NatLibFi/Annif

Support batch suggest in STWFSA backend

osma opened this issue · 2 comments

osma commented

PR #663 is going to bring support for batch suggest operations.

The STWFSA backend could benefit from implementing _suggest_batch instead of _suggest. It could process a batch of texts with parallel and/or vector operations.

osma commented

I tried this, the code is on the branch issue666-suggest-batch-stwfsa.

Unfortunately, the results were not very encouraging. Batched suggest done this way seems to be slower than the original. Maybe switching to a new representation for suggestion results (see #678) could help.

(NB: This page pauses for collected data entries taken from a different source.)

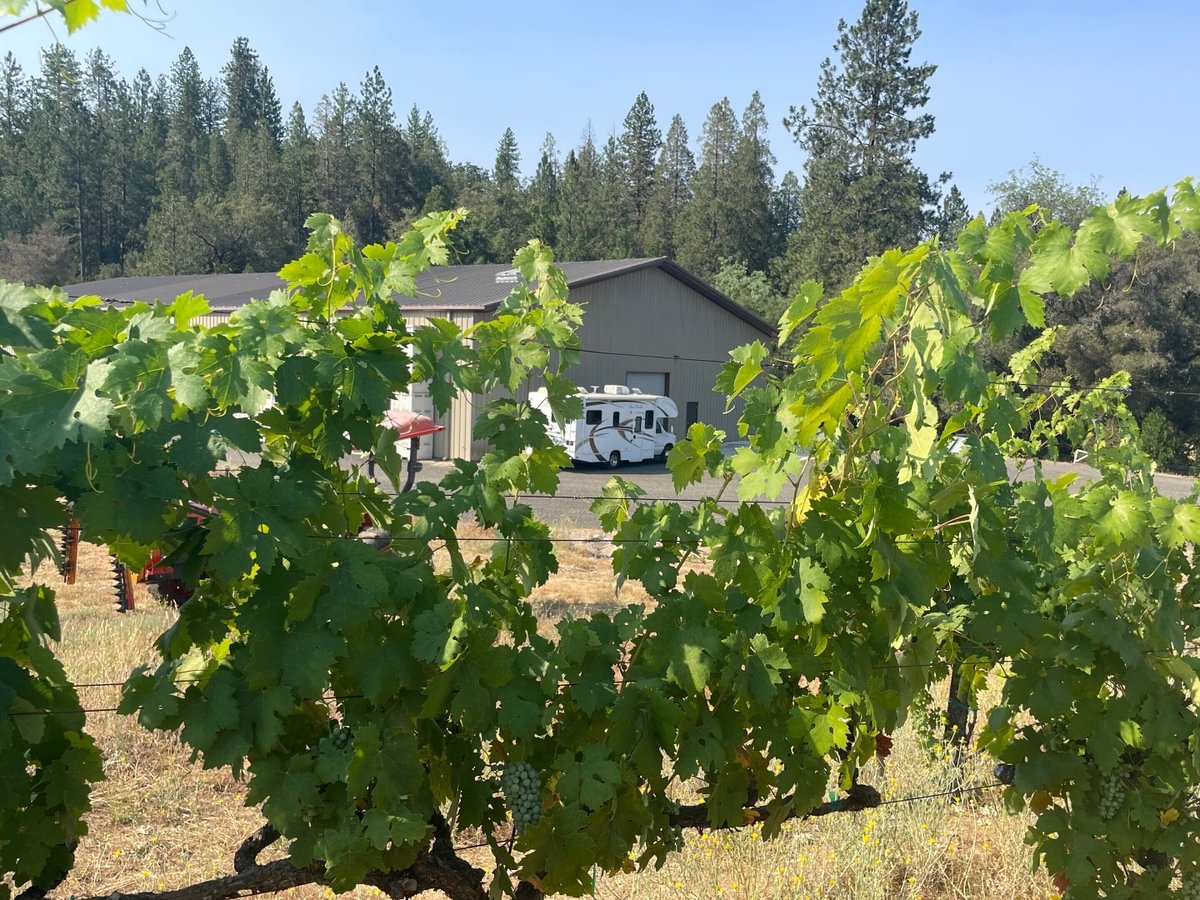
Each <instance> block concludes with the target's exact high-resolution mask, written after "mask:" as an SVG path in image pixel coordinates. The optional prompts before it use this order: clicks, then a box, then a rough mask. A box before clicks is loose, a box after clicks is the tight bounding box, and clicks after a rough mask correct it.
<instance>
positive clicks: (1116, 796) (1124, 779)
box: [1099, 766, 1129, 820]
mask: <svg viewBox="0 0 1200 900" xmlns="http://www.w3.org/2000/svg"><path fill="white" fill-rule="evenodd" d="M1128 780H1129V772H1128V769H1126V767H1124V766H1118V767H1117V768H1115V769H1112V772H1110V773H1109V774H1108V775H1106V776H1105V779H1104V784H1103V785H1100V803H1099V809H1100V818H1105V820H1108V818H1112V817H1114V816H1115V815H1116V814H1117V812H1120V811H1121V805H1122V804H1123V803H1124V797H1126V787H1127V782H1128Z"/></svg>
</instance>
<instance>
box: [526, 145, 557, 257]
mask: <svg viewBox="0 0 1200 900" xmlns="http://www.w3.org/2000/svg"><path fill="white" fill-rule="evenodd" d="M562 176H563V167H562V164H560V163H559V161H558V146H557V144H556V143H554V136H553V134H551V133H550V132H547V133H546V139H545V140H544V142H542V145H541V156H540V157H539V158H538V169H536V172H534V174H533V180H532V181H530V182H529V190H528V197H529V235H530V236H532V238H538V239H540V240H541V241H542V242H545V244H546V245H547V246H551V247H558V185H559V181H560V180H562Z"/></svg>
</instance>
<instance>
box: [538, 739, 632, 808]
mask: <svg viewBox="0 0 1200 900" xmlns="http://www.w3.org/2000/svg"><path fill="white" fill-rule="evenodd" d="M554 768H556V769H558V770H559V772H560V773H562V774H560V775H559V778H558V786H557V791H558V796H559V797H562V798H563V800H564V802H565V803H570V804H576V805H578V806H582V808H583V809H587V810H598V809H600V808H601V806H604V804H606V803H607V802H608V800H611V799H612V797H613V793H614V788H616V786H617V784H619V781H620V769H619V767H618V766H617V763H616V762H613V760H612V755H611V752H610V750H608V748H606V746H602V745H600V744H592V745H589V746H586V748H583V750H582V752H576V754H575V755H572V756H560V757H559V758H558V760H556V761H554Z"/></svg>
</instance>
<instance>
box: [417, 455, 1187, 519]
mask: <svg viewBox="0 0 1200 900" xmlns="http://www.w3.org/2000/svg"><path fill="white" fill-rule="evenodd" d="M449 467H450V463H446V462H425V463H422V468H421V470H420V472H419V473H418V475H416V479H418V481H421V480H426V481H436V480H437V479H439V478H440V476H442V474H444V473H445V472H446V469H449ZM1008 469H1009V474H1010V475H1012V476H1014V478H1027V476H1028V473H1030V472H1031V470H1032V463H1028V462H1026V463H1016V462H1010V463H1009V466H1008ZM1042 470H1043V474H1044V476H1045V478H1051V479H1054V478H1058V476H1061V475H1063V474H1066V473H1068V472H1074V473H1076V474H1079V475H1080V478H1081V480H1084V479H1094V478H1096V476H1097V472H1096V470H1094V469H1092V468H1090V467H1087V466H1084V464H1076V463H1067V462H1046V461H1043V462H1042ZM613 474H617V475H620V476H622V478H624V479H626V480H629V481H634V482H636V484H637V485H640V486H641V487H642V488H643V490H644V491H646V496H644V499H664V500H679V502H680V503H683V504H685V505H686V503H688V502H689V500H691V502H695V500H697V499H700V498H702V497H712V496H714V494H715V493H716V491H718V490H720V486H721V482H720V480H719V479H714V478H706V479H704V480H703V481H702V482H700V484H698V485H690V486H688V487H686V488H685V490H684V491H683V493H680V494H676V491H674V486H673V485H672V482H671V473H670V472H667V469H666V466H665V464H664V463H661V462H646V463H635V464H626V466H622V467H620V468H619V469H617V470H616V472H614V470H612V469H610V468H607V467H606V466H584V464H580V466H576V467H575V468H572V469H566V470H564V472H563V473H562V475H560V479H559V490H558V496H557V497H529V498H527V499H526V502H527V503H528V504H529V505H530V506H532V508H533V510H534V512H535V514H536V515H538V517H539V518H540V520H541V521H544V522H547V523H550V524H553V526H559V527H570V526H575V527H577V528H596V527H599V526H598V523H596V518H595V516H594V515H593V514H592V511H590V509H589V508H590V505H592V500H594V499H595V498H598V497H600V496H601V492H602V488H604V485H605V482H607V481H608V479H610V478H611V476H612V475H613ZM1154 484H1156V485H1157V486H1158V490H1159V492H1160V493H1162V494H1163V496H1164V497H1172V498H1182V497H1186V496H1187V494H1188V493H1189V492H1190V491H1192V484H1193V479H1192V478H1189V476H1186V475H1156V476H1154ZM728 496H730V497H731V498H733V497H736V496H737V493H736V485H731V486H730V488H728Z"/></svg>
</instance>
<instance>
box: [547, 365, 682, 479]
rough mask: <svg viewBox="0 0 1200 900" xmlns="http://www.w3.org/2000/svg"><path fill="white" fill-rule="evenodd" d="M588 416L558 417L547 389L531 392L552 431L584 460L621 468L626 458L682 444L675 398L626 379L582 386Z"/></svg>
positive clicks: (666, 449) (582, 392) (548, 431)
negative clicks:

I also tried using the predict_proba method of stwfsapy, which returns the results as a sparse matrix. But here the problem is that stwfsapy internally uses different numeric IDs for concepts than Annif, so there would have to be an ID mapping mechanism to convert the results into something that Annif can use.

osma commented

I'm too lazy to make a table, but here are the main test results. I'm evaluating a YSO STWFSA English model on jyu-theses/eng-test on my 4 core laptop.

Before (master)

1 job

User time (seconds): 201.96
Elapsed (wall clock) time (h:mm:ss or m:ss): 3:23.56

4 jobs

User time (seconds): 288.02
Elapsed (wall clock) time (h:mm:ss or m:ss): 2:19.72

After (issue666-suggest-batch-stwfsa branch)

1 job

User time (seconds): 181.12
Elapsed (wall clock) time (h:mm:ss or m:ss): 3:02.69

4 jobs

User time (seconds): 322.29
Elapsed (wall clock) time (h:mm:ss or m:ss): 2:27.98

Summary

Evaluation was faster when using just 1 job, but slower with 4 jobs.
I didn't include memory usage but it was basically unchanged.